1. Yosano Sho, known by her pen name Yosano Akiko, was a Japanese author, poet, feminist, pacifist, and social reformer, active in the late Meiji era as well as the Taisho and early Showa eras of Japan.

1. Yosano Sho, known by her pen name Yosano Akiko, was a Japanese author, poet, feminist, pacifist, and social reformer, active in the late Meiji era as well as the Taisho and early Showa eras of Japan.
Yosano Akiko is one of the most noted, and most controversial, post-classical female poets of Japan.
Yosano Akiko was not allowed to leave her home unaccompanied and could count the number of times she had crossed the threshold of someone else's home.
Tekkan was married when he met Yosano Akiko, and left his wife for her a year after they met one another.
In 1901, Yosano Akiko brought out her first volume of tanka, Midaregami, which contained 400 poems and was mostly denounced by literary critics.
The majority are love poems through which Akiko expresses her feelings toward Tekkan Yosano.
Yosano Akiko's women were not passive, but active agents of their love lives.
Yosano Akiko followed this with twenty more tanka anthologies over the course of her career, including Koigoromo and Maihime.
Yosano Akiko's husband Tekkan was a poet, but his reputation was eclipsed by hers.
Yosano Akiko continued to publish his wife's work and to encourage her in her literary career.
Yosano Akiko could produce as many as 50 poems in one sitting.
Yosano Akiko wrote 11 books of prose, many of which neglected by literary critics and audiences.
Yosano Akiko helped to found what was originally a girls' school, the Bunka Gakuin, together with Nishimura Isaku, Kawasaki Natsu and others, and became its first dean and chief lecturer.
Yosano Akiko assisted many aspiring writers to gain a foothold in the literary world.

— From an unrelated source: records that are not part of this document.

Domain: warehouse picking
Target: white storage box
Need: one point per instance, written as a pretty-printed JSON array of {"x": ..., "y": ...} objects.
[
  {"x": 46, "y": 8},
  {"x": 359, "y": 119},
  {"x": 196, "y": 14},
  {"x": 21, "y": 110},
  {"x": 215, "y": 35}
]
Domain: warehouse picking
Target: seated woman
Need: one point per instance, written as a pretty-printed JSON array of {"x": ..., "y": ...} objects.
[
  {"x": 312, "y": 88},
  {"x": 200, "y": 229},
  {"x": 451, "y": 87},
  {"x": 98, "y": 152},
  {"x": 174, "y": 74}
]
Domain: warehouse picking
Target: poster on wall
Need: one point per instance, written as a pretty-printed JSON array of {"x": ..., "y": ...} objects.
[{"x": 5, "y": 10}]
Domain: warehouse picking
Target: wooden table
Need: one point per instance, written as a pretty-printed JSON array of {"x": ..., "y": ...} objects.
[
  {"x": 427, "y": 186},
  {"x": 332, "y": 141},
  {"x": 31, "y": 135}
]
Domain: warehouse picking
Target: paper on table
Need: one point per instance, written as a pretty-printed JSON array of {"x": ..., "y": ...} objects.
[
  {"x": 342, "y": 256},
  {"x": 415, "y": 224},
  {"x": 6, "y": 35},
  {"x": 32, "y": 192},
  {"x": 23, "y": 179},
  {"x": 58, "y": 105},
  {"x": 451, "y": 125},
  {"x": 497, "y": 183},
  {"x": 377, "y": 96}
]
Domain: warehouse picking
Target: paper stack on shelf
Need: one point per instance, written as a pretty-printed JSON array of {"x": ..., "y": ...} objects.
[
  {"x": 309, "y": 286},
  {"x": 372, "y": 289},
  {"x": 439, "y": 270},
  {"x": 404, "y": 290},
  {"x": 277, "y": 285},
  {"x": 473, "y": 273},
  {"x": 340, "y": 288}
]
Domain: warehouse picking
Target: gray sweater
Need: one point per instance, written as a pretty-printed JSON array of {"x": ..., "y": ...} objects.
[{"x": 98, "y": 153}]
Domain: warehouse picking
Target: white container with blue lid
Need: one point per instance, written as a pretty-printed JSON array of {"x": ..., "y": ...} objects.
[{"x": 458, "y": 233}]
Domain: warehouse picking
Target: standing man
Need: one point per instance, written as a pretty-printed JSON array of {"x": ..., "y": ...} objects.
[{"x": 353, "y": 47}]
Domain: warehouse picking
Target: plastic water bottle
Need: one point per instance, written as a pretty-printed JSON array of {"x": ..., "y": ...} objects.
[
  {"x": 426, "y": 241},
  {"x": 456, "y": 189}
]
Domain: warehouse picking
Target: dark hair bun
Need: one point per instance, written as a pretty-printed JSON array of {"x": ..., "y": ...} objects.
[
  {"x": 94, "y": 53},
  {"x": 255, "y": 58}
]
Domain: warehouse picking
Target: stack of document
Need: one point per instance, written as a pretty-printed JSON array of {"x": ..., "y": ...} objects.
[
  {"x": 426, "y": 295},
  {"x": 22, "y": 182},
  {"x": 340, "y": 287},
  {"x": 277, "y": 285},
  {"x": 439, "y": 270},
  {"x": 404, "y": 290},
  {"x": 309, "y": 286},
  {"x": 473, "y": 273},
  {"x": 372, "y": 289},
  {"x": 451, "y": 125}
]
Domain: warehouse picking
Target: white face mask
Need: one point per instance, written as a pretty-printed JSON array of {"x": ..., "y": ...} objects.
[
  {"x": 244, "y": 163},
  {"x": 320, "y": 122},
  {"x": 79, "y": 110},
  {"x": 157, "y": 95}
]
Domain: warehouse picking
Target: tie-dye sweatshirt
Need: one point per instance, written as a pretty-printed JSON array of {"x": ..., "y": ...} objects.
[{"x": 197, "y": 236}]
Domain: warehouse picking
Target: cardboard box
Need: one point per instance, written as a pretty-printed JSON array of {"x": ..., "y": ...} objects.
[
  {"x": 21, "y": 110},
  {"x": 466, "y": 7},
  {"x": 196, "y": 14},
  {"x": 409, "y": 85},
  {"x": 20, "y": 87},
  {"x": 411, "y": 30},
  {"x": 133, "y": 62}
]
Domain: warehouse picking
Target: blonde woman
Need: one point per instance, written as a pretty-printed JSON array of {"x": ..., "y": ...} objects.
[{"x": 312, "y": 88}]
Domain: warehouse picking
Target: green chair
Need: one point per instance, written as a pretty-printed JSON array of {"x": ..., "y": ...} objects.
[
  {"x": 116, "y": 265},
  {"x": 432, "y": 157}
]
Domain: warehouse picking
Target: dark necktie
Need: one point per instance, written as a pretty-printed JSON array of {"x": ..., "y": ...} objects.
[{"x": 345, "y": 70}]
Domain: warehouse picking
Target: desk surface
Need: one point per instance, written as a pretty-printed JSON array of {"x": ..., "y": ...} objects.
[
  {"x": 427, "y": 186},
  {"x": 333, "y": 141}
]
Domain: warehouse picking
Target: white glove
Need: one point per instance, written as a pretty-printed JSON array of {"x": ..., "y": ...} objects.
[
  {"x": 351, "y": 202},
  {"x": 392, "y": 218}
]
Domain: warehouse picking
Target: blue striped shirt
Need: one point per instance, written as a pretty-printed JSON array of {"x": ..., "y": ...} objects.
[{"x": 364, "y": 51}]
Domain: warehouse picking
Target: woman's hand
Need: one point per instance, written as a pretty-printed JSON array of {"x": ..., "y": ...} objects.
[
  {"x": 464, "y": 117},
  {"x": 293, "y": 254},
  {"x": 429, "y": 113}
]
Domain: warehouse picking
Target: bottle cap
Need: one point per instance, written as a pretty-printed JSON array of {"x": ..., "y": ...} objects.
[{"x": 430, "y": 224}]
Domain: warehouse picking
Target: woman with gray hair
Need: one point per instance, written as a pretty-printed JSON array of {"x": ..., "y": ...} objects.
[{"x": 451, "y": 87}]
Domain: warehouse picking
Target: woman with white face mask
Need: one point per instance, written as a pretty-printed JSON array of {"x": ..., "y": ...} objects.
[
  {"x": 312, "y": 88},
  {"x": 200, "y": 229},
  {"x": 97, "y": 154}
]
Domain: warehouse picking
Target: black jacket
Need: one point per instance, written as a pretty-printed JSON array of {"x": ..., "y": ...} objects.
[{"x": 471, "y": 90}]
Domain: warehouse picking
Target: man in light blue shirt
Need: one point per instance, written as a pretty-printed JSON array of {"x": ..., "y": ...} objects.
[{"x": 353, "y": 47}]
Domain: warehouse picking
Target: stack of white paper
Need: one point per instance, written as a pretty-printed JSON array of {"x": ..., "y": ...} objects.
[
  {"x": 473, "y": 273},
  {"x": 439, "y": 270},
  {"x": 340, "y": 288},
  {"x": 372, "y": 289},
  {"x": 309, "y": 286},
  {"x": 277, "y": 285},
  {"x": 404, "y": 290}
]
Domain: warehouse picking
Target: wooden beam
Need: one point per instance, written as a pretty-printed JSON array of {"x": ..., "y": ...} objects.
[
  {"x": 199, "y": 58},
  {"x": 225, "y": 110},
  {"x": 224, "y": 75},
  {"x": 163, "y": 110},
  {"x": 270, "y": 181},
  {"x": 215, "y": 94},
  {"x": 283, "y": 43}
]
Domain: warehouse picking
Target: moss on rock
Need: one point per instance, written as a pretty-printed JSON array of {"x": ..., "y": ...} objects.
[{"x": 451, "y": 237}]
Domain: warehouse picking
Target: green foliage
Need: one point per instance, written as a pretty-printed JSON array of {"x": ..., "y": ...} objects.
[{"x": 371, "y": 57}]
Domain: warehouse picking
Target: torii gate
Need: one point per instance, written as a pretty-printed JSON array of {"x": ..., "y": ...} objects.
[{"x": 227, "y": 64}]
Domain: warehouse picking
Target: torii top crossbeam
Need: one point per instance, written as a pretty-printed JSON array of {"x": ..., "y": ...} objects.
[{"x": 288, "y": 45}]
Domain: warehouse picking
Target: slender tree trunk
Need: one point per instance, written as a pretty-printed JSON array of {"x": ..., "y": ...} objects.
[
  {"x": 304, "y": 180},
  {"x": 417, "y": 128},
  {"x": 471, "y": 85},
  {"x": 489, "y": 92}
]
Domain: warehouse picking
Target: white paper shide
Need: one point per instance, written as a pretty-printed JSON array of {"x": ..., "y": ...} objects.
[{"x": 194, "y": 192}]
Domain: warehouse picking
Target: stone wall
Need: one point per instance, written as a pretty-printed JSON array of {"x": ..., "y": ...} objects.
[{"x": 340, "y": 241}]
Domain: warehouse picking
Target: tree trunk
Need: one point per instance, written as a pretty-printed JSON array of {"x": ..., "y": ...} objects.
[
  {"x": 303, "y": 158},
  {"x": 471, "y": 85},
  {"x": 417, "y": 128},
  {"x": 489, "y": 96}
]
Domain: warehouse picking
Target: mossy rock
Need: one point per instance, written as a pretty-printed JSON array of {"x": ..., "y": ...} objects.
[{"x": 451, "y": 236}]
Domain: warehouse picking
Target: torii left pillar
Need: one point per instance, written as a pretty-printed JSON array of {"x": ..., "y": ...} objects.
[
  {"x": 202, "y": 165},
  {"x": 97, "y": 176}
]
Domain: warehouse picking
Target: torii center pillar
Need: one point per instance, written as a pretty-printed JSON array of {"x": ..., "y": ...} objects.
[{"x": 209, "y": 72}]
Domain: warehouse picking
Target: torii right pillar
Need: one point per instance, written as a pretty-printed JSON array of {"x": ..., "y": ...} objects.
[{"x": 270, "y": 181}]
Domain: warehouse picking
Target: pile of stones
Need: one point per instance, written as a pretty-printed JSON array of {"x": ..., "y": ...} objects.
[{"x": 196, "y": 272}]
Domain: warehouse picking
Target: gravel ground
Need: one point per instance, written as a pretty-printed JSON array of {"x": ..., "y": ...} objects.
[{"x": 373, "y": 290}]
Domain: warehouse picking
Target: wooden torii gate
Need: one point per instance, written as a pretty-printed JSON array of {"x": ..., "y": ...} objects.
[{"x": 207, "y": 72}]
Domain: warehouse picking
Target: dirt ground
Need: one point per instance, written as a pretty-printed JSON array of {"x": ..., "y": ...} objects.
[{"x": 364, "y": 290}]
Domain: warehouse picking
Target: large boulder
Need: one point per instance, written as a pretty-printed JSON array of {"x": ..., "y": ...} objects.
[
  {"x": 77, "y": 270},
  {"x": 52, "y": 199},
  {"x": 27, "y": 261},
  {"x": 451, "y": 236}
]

Yosano Akiko translated the Japanese classics into modern Japanese, including the Shinyaku Genji Monogatari and Shinyaku Eiga Monogatari.
In September 1904, Yosano Akiko had learned that Japanese soldiers at Port Arthur were being used as "human bullets", being strapped with explosives and sent to blast holes through the Russian barbed wire entanglements in suicide missions.
In Bushido, it was the highest honor for a man to die for the Emperor, and knowing of her brother's impulsive nature, Yosano Akiko was seized with the fear that he might volunteer to be a "human bullet", inspiring her to write a poem pleading with him to think of his widowed mother.
For calling the war with Russia senseless and stupid, Yosano Akiko made herself into Japan's most controversial poet, and the government attempted to ban her poem.
The Kimi was so unpopular that Yosano Akiko's house was stoned by angry people while she became involved in a rancorous debate with the journalist Omachi Keigetsu over the question of whether poets had the duty to support the war or not.
Yosano Akiko ended her article by calling militarism a form of "barbarian thinking which is the responsibility of us women to eradicate from our midst".
Yosano Akiko gave birth to 13 children, of whom 11 survived to adulthood.
The late Japanese politician Yosano Akiko Kaoru was one of her grandsons.
Yosano Akiko frequently wrote for the all-women literary magazine Seito, as well as other publications.
Yosano Akiko's opinions were rooted in the concept of equally partaking in child rearing, financial independence, and social responsibility.
Yosano Akiko disagreed with the concept of mothers seeking financial independence through the help of the government, claiming that dependence on the state and dependence on men are one and the same.
Yosano Akiko expressed worry that fully equating the identity of womanhood with motherhood prioritizes motherhood over the other aspects of a person.
Yosano Akiko believed that motherhood is something that shouldn't be controlled by the government, as even in a feminist light, there is no real difference from living for a man.
Yosano Akiko called the "scattered" body of the soldier "purer than a flower, giving life to a samurai's honor".
Unlike the Kimi, Yosano Akiko called for Japanese women to "unify in loyalty" for the "cause of the Emperor's forces".
Yosano Akiko's final work, Shin Man'yoshu was a compilation of 26,783 poems by 6,675 contributors, written over a 60-year period.
In 1942, in one of her last poems, Yosano Akiko praised her son who was serving as a lieutenant in the Imperial Navy, urging him to "fight bravely" for the Emperor in "this sacred war".
Yosano Akiko's death, occurring in the middle of the Pacific War, went almost unnoticed in the press, and after the end of the war, her works were largely forgotten by critics and the public.
Yosano Akiko's grave is at Tama Cemetery in Fuchu, Tokyo.